Die Strenge Kammer ist ein sehr spezieller Ort, ein kleiner, intimer Raum für bis zu 30 Zuhörer, für Sperriges und, nun ja, Strenges. Im Publikum übliche Verdächtige von experimentellen Konzerten, ein paar Unübliche haben sich wohl verirrt (die gehen dann bald, etwas verstört). An diesem Abend: Klavier, Kontrabass, Gitarre und Elektronik. Eine knappe Stunde, wieder einmal so ein Oha-Abend. I prefer to “Oha” myself through life.
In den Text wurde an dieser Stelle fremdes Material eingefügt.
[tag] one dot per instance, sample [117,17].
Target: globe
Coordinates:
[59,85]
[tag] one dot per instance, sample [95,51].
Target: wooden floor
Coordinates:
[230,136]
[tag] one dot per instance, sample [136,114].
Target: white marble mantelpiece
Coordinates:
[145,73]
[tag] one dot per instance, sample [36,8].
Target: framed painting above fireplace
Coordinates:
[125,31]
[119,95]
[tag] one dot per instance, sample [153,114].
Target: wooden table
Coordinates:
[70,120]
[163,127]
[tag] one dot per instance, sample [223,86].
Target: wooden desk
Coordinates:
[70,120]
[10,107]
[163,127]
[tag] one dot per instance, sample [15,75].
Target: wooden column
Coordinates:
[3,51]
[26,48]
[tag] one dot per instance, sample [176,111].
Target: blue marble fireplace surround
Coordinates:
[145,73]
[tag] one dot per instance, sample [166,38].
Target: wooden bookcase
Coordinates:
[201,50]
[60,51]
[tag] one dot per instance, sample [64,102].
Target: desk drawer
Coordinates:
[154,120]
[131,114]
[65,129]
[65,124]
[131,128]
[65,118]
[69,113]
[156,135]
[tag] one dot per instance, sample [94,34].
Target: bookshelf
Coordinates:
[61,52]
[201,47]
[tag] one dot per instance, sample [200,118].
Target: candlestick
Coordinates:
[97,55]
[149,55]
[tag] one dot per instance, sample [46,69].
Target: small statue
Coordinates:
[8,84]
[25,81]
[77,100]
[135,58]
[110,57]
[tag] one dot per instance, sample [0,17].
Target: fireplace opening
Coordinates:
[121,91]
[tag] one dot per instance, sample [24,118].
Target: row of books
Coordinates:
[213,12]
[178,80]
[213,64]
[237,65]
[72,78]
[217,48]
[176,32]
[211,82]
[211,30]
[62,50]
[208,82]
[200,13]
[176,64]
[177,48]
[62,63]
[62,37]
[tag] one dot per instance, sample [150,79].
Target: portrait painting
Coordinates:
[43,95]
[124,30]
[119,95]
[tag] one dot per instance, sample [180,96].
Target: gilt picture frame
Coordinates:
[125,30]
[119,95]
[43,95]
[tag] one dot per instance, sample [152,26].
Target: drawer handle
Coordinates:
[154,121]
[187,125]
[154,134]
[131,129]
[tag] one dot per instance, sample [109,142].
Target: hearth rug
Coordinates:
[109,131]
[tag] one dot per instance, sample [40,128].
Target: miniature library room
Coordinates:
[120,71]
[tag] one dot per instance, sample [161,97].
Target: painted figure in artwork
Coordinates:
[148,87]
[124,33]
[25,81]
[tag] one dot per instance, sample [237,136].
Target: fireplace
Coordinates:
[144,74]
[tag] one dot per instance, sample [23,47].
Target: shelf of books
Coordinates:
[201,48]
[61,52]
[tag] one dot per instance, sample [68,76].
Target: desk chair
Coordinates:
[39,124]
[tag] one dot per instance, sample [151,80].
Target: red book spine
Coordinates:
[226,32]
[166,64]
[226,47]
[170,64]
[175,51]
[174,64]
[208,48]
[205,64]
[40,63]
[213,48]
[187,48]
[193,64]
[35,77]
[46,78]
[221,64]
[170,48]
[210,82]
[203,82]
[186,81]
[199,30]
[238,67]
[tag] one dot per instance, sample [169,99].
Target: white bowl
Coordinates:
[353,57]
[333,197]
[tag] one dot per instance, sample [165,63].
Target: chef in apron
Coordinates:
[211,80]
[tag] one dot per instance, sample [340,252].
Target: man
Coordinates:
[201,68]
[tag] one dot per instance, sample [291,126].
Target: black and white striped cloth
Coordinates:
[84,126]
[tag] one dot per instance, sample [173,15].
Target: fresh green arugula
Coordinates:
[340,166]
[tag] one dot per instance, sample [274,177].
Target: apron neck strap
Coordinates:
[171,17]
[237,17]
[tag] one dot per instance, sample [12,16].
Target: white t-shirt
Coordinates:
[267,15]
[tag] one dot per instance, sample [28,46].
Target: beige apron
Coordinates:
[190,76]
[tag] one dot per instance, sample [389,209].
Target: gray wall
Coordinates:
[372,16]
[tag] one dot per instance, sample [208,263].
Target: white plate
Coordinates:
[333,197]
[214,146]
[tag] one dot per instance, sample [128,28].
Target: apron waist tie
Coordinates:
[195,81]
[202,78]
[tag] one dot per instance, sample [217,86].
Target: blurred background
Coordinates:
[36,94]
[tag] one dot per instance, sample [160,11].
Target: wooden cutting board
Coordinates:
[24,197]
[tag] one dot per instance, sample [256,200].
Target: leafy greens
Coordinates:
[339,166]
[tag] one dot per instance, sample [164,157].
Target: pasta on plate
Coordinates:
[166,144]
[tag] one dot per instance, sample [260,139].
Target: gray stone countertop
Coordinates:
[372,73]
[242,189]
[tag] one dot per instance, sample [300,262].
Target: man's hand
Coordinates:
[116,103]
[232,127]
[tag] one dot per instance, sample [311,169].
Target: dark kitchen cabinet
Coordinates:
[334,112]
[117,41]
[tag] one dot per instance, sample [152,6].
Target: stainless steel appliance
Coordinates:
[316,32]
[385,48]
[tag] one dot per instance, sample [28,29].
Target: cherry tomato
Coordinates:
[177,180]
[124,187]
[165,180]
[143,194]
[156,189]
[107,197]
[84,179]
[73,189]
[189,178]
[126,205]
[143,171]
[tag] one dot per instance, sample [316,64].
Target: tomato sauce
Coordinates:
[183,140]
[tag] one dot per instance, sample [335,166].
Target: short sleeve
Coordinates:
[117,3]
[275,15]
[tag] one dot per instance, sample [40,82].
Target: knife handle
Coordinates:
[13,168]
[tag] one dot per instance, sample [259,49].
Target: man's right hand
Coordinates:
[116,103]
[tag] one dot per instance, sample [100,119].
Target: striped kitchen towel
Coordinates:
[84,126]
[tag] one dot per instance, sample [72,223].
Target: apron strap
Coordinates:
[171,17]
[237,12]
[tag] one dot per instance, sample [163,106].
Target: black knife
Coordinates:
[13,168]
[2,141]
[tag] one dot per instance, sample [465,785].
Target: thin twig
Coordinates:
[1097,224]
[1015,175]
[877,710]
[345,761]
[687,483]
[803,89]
Man fühlt sich in der Strengen Kammer aufdringlich, wenn man den Musikern auf die Finger schaut, jedenfalls dann, wenn man, so wie ich, in der zweiten Reihe direkt vor ihnen sitzt. Wiewohl es außerordentlich faszinierend ist, das zu tun, man ist Musikerfingern beim Spiel ja sehr selten so nahe, kann selten den physischen Kausalnexus von Bewegung und Klang so unmittelbar beobachten (auch wenn der bei der Elektronik noch durch eine Fülle von den Blicken verborgenen Operationen verhöhnt wird).
Vinicius Cajado ist unglaublich jung und zieht am Bass ordentlich die Register (entlaufene Metapher, I know), ich kann das schlecht beschreiben, aber sein großartiges Improvisationsalbum Monu aus 2021 gibt einen guten Eindruck. Martin Siewert dreht eh immer an Reglern, die ich nicht verstehe, dann pocht etwas oder knackst, rauschverhallt, oder er fährt am liegenden E-Gitarrenhals mit einem Gerät, das ich auch nicht verstehe, die Saiten entlang, und biegt nachhallende Klänge buchstäblich in die Luft. Greift nach seiner anderen E-Gitarre, klare Schrillheit, flächiges Brummen, zugespitztes Kreischen. Auch das kann ich schlecht beschreiben, heute jedenfalls. Der Pianist wirkt etwas entrückt, was aber möglicherweise daran liegt, dass er am weitesten weg von mir sitzt. Klavier in dieser Konstellation eh schwierig, meiner Meinung nach, aber am Ende greift er in die Saiten, und da entwickelt sich ein ungemein feines Spiel zwischen Klavier und Gitarre.
Allgemein an diesem Abend Gestimmtheiten unterschiedlichster Art, forsche Dissonanzen, Zackiges, Aufgewühltes, dann wieder Phasen einer unglaublichen Zartheit, und Phasen, in der einander vor allem Bass und Gitarre in tiefe Räume ziehen. Am Ende brachte mich die Gitarre glatt noch zum Schmelzen, aber ich hab’s dann noch am Rad nach Haus geschafft, danke.
[Nachträglich sehe ich: Es gibt auch ein schönes Stück namens tres von Cajado & Siewert auf dem Türkei/Syrien-Erdbeben-Benefizsampler ZELZELE].